Heart Failure Patient first to have
HeartWare’s HVAD Mechanical Circulatory Assist Device Implanted
March 24th, 2006
The first patient,
a 48 year old male with heart failure, received an implant of the
HeartWare’s HVAD mechanical circulatory assist device on March 22nd,
2006 at the Vienna General Hospital in Austria.
The surgical team
was lead by Dr. Georg Wieselthaler, who is the Clinical Director of
Mechanical Circulatory Support with the University of Vienna commented
on the progress of the patient, "Our first clinical experience of the
HVAD was extremely positive. The procedure was completed quickly and
without incident, and our patient's early post-operative recovery has
been excellent. The device's small size and configuration facilitated a
relatively fast implant procedure. The surgery took only 85 minutes,
significantly less than the time typically required to implant other
devices.

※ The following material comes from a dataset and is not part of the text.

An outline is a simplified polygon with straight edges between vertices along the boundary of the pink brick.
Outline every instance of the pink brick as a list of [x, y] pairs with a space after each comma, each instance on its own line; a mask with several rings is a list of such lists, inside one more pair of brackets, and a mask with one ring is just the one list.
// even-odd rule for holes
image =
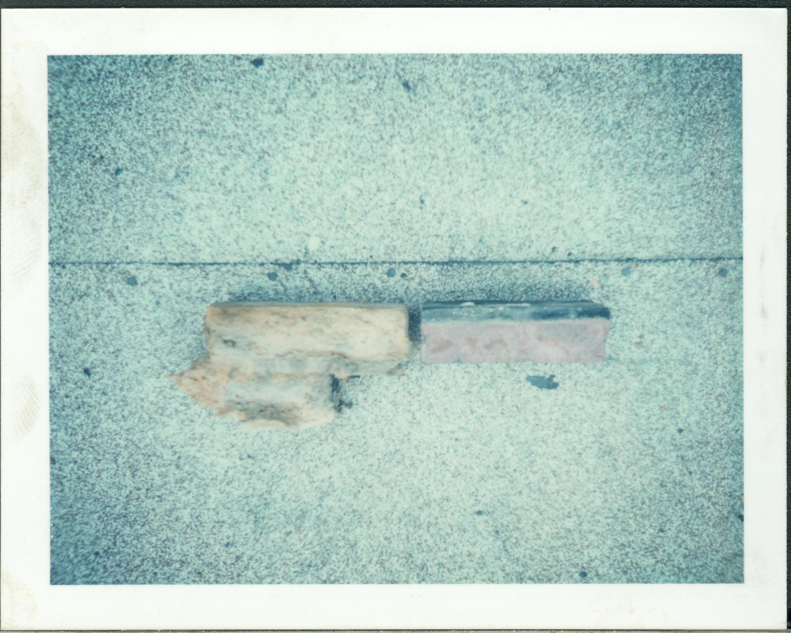
[[[435, 304], [435, 306], [437, 304]], [[424, 363], [600, 363], [604, 360], [608, 311], [589, 302], [510, 304], [442, 304], [424, 308], [420, 356]], [[471, 315], [464, 308], [475, 307]], [[558, 311], [558, 306], [562, 307]], [[569, 307], [571, 306], [570, 308]], [[591, 306], [601, 308], [592, 311]], [[523, 309], [523, 307], [524, 308]], [[532, 309], [531, 309], [532, 308]], [[551, 309], [553, 308], [553, 309]], [[604, 312], [602, 311], [604, 311]], [[426, 315], [428, 313], [428, 318]], [[496, 318], [503, 314], [504, 318]], [[558, 314], [571, 318], [558, 318]], [[588, 315], [592, 314], [590, 317]], [[549, 318], [542, 318], [551, 315]], [[495, 318], [490, 318], [495, 317]]]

The patient was moved from the operating theatre into the post
operative recovery area, conscious and off ventilation within seven
hours. He continues to recover quickly and has met with his family. We
are very pleased with these results."
This is a clinical
trial that has so far been successful for the HeartWare’s HVAD device.
The trial has the goal for implanting 20 patients with advanced heart
failure with the HVAD to complete the study. The implants will be
conducted in various hospitals across Europe. The HeartWare trial
should have the enrollment complete for the 20 patients by the end of
2006. The study result are hoped to be able to be submitted for
approval in the early part of 2007. HeartWare hopes that the approval
for the HVAD will be during the 2nd half of 2007.
is the smallest full output long term circulatory assist device that is
currently in development. HeartWare believes that their HVAD device is
the only one of its kind that can be implanted in the area right next to
the heart where others implant in the abdomen.
The HVAD device is
hoped to improve the quality of the patient’s health by reducing
anticoagulation medication, reduced risk of stroke, and an improved
reliability and durability of the device. The procedure to implant the
device will be less traumatic and the patient will recover faster and
have fewer post operative complications.